Il calcio come la vita è caratterizzato da cicli, attimi, momenti positivi e negativi; ma anche attese, quelle che possono darti soddisfazione, gioia e ragione. Dopo tre mesi complicati – per usare un eufemismo – tra infortuni e difficoltà nel ritrovare condizione fisica e psicologia, Luka Jovic ha finalmente deciso di rispondere presente alle chiamate di Stefano Pioli.

Il nuovo acquisto si chiama Luka Jovic

L’attaccante serbo, arrivato letteralmente negli ultimi minuti del calciomercato estivo a causa di quell’esigenza di trovare un degno vice-Giroud (complici i problemi nel chiudere il colpo Taremi) ha rappresentato di fatto l’ultima ruota del carro del Milan per diverse settimane. Troppe difficoltà, uno scetticismo comprensibile e senza fine da parte dei tifosi, insieme a quelle risposte che sul rettangolo di gioco faticavano ad arrivare.

Però, come detto, il calcio è fatto di attimi, scelte, attese. Pioli non l’ha mai abbandonato, neanche nei momenti più bui. Ed ecco che nella circostanza più importante, l’attesa sta finalmente ripagando le scelte e la fiducia di tecnico, tifosi, dirigenza e di Jovic stesso, ovviamente. A inizio dicembre l’apertura del calciomercato sembrava poter portare alla certezza di un colpo in attacco; oggi Jovic (esattamente un mese dopo) ha risposto con 5 gol e 1 assist, diventando il calciatore di Serie A a siglare più gol considerando tutte le competizioni.

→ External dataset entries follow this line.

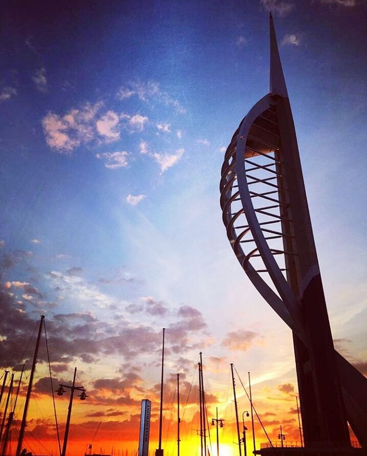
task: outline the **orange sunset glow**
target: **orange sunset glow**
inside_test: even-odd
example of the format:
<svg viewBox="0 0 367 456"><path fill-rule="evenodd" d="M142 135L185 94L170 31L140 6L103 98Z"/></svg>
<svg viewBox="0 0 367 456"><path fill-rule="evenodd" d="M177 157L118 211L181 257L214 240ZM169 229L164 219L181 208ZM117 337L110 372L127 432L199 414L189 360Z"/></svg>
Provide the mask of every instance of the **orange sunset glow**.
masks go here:
<svg viewBox="0 0 367 456"><path fill-rule="evenodd" d="M4 0L0 456L363 456L362 0Z"/></svg>

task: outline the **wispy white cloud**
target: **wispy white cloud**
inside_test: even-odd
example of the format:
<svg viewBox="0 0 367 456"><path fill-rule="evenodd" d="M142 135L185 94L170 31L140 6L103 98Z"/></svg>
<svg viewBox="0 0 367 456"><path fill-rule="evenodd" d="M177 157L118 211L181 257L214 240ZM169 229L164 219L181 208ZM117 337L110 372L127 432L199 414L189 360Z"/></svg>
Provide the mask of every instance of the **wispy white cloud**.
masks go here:
<svg viewBox="0 0 367 456"><path fill-rule="evenodd" d="M283 45L299 46L300 43L299 36L294 34L285 35L280 43Z"/></svg>
<svg viewBox="0 0 367 456"><path fill-rule="evenodd" d="M116 95L117 98L121 100L134 96L138 97L142 101L156 100L166 106L171 106L181 114L186 112L186 109L177 100L162 90L158 82L153 81L147 83L129 82L120 87Z"/></svg>
<svg viewBox="0 0 367 456"><path fill-rule="evenodd" d="M0 103L2 103L6 100L9 100L9 98L11 98L12 97L16 95L17 93L16 89L15 89L13 87L3 87L1 92L0 92Z"/></svg>
<svg viewBox="0 0 367 456"><path fill-rule="evenodd" d="M32 79L34 82L37 89L40 92L46 93L47 92L47 78L46 70L45 68L40 68L35 72Z"/></svg>
<svg viewBox="0 0 367 456"><path fill-rule="evenodd" d="M146 198L145 195L128 195L126 197L126 201L132 206L136 206L142 199Z"/></svg>
<svg viewBox="0 0 367 456"><path fill-rule="evenodd" d="M97 131L107 142L117 141L120 139L119 121L119 116L116 112L107 111L96 122Z"/></svg>
<svg viewBox="0 0 367 456"><path fill-rule="evenodd" d="M163 131L164 133L169 133L170 130L170 124L159 123L157 124L157 128L160 131Z"/></svg>
<svg viewBox="0 0 367 456"><path fill-rule="evenodd" d="M262 5L268 11L277 13L281 17L287 16L294 7L292 2L283 0L260 0Z"/></svg>
<svg viewBox="0 0 367 456"><path fill-rule="evenodd" d="M226 347L231 350L241 350L247 351L250 347L255 343L258 344L261 338L252 331L245 331L239 329L229 332L226 337L223 339L222 345Z"/></svg>
<svg viewBox="0 0 367 456"><path fill-rule="evenodd" d="M140 151L140 153L149 153L149 150L148 150L148 144L145 141L143 141L143 140L140 141L140 144L139 145L139 149Z"/></svg>
<svg viewBox="0 0 367 456"><path fill-rule="evenodd" d="M68 296L69 299L87 306L89 309L91 304L104 308L114 303L114 300L111 297L102 293L95 285L78 276L52 271L49 277L60 290L61 299Z"/></svg>
<svg viewBox="0 0 367 456"><path fill-rule="evenodd" d="M179 149L175 154L169 153L154 153L153 157L159 164L162 172L164 172L169 168L176 165L180 159L185 152L184 149Z"/></svg>
<svg viewBox="0 0 367 456"><path fill-rule="evenodd" d="M87 103L79 109L70 109L64 116L48 112L42 125L48 146L61 153L70 153L75 147L92 141L95 136L95 117L102 103Z"/></svg>
<svg viewBox="0 0 367 456"><path fill-rule="evenodd" d="M138 131L142 131L144 129L145 124L148 122L149 119L145 116L141 116L140 114L136 114L132 117L130 118L128 121L128 124L130 128L133 130L136 130Z"/></svg>
<svg viewBox="0 0 367 456"><path fill-rule="evenodd" d="M245 38L243 35L240 35L239 36L237 37L236 44L239 48L242 48L243 46L244 46L247 42L247 40Z"/></svg>
<svg viewBox="0 0 367 456"><path fill-rule="evenodd" d="M104 153L97 153L96 157L105 160L104 166L109 169L117 169L119 168L126 168L128 165L127 157L129 153L125 151L122 152L106 152Z"/></svg>

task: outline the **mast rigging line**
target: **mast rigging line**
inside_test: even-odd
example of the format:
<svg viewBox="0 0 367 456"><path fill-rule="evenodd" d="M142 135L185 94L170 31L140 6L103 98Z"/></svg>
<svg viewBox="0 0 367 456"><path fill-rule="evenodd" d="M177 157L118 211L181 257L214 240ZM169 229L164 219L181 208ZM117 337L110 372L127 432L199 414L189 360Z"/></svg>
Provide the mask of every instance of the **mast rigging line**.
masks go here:
<svg viewBox="0 0 367 456"><path fill-rule="evenodd" d="M45 330L45 340L46 342L46 351L47 352L47 360L49 363L49 371L50 372L50 381L51 384L51 392L52 393L52 403L53 404L54 406L54 413L55 415L55 424L56 427L56 434L57 435L57 443L58 444L59 447L59 452L60 453L60 456L61 456L61 443L60 443L60 434L59 433L59 426L58 424L57 423L57 416L56 415L56 404L55 403L55 394L54 393L54 386L52 383L52 374L51 374L51 365L50 362L50 353L49 352L49 344L47 341L47 333L46 332L46 325L44 320L44 329Z"/></svg>
<svg viewBox="0 0 367 456"><path fill-rule="evenodd" d="M36 325L36 327L33 330L33 332L32 333L32 335L28 339L28 341L27 343L27 345L26 345L22 354L20 355L20 356L19 357L19 360L18 361L18 364L19 364L20 362L22 359L23 358L24 354L26 353L26 351L27 349L28 349L28 346L29 346L29 344L31 343L31 340L32 340L32 339L33 338L33 336L34 336L34 334L38 329L38 325L39 325L39 323L40 323L39 321L38 321L37 322L37 325ZM25 374L25 375L26 376L26 378L28 378L27 375Z"/></svg>
<svg viewBox="0 0 367 456"><path fill-rule="evenodd" d="M246 391L246 389L245 387L245 385L244 385L243 383L242 382L241 378L240 376L240 374L237 372L237 369L236 369L236 367L234 366L234 364L233 364L233 367L234 368L234 370L236 371L236 374L237 374L237 376L238 377L239 379L240 379L240 381L241 382L241 383L242 385L242 387L245 390L245 392L246 393L246 396L247 396L247 398L249 400L250 400L250 396L247 394L247 392ZM263 430L264 431L265 435L266 436L267 439L268 439L268 440L269 440L269 443L270 444L271 447L273 448L273 443L272 443L271 440L270 440L270 438L268 435L268 433L267 432L266 430L265 430L265 428L264 427L264 425L263 424L263 422L260 419L260 417L257 415L257 412L256 411L256 409L255 408L255 407L253 405L253 402L252 401L251 401L250 402L252 402L252 403L251 404L251 406L253 408L253 411L255 412L255 414L256 414L256 416L257 418L257 419L259 421L259 422L260 423L260 424L261 424L261 427L263 428Z"/></svg>
<svg viewBox="0 0 367 456"><path fill-rule="evenodd" d="M187 398L186 399L186 404L185 404L185 406L183 407L183 411L182 412L182 416L181 417L181 421L183 420L184 416L185 415L185 412L186 412L186 407L187 406L187 404L188 403L188 401L190 398L190 394L191 394L191 390L192 388L192 383L193 383L193 380L195 377L195 375L196 375L196 370L198 369L198 364L195 364L195 369L193 371L193 375L192 375L192 378L191 381L191 383L190 383L190 389L188 390L188 394L187 395Z"/></svg>

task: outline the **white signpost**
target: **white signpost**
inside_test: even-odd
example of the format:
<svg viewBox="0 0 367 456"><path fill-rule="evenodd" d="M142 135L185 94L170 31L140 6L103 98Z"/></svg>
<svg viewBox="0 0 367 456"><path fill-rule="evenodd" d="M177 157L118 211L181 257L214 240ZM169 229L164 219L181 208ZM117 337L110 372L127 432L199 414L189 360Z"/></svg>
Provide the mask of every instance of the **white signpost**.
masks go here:
<svg viewBox="0 0 367 456"><path fill-rule="evenodd" d="M141 413L140 414L139 456L148 456L151 408L152 402L149 399L143 399L141 401Z"/></svg>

Perché Giroud e non Jovic?

L’assenza di minuti in campo per Olivier Giroud nella gara contro il Cagliari in Coppa Italia porta logicamente a pensare che Stefano Pioli abbia in mente di riportare il francese al centro dell’attacco nella sfida contro l’Empoli domenica alle 12.30.

Ma deve essere davvero così scontata questa scelta? Forse, anzi probabilmente, Luka Jovic oggi sta vivendo un periodo diametralmente opposto rispetto a quello di Giroud. Sta meglio sia a livello mentale che fisico, e ha ancora tanta voglia di dimostrare di meritare questa maglia, contro tutto e tutti; di essere davvero tornato quello che ha incantato nei due anni a Francoforte. Tenere Jovic in panchina oggi è come commettere un delitto.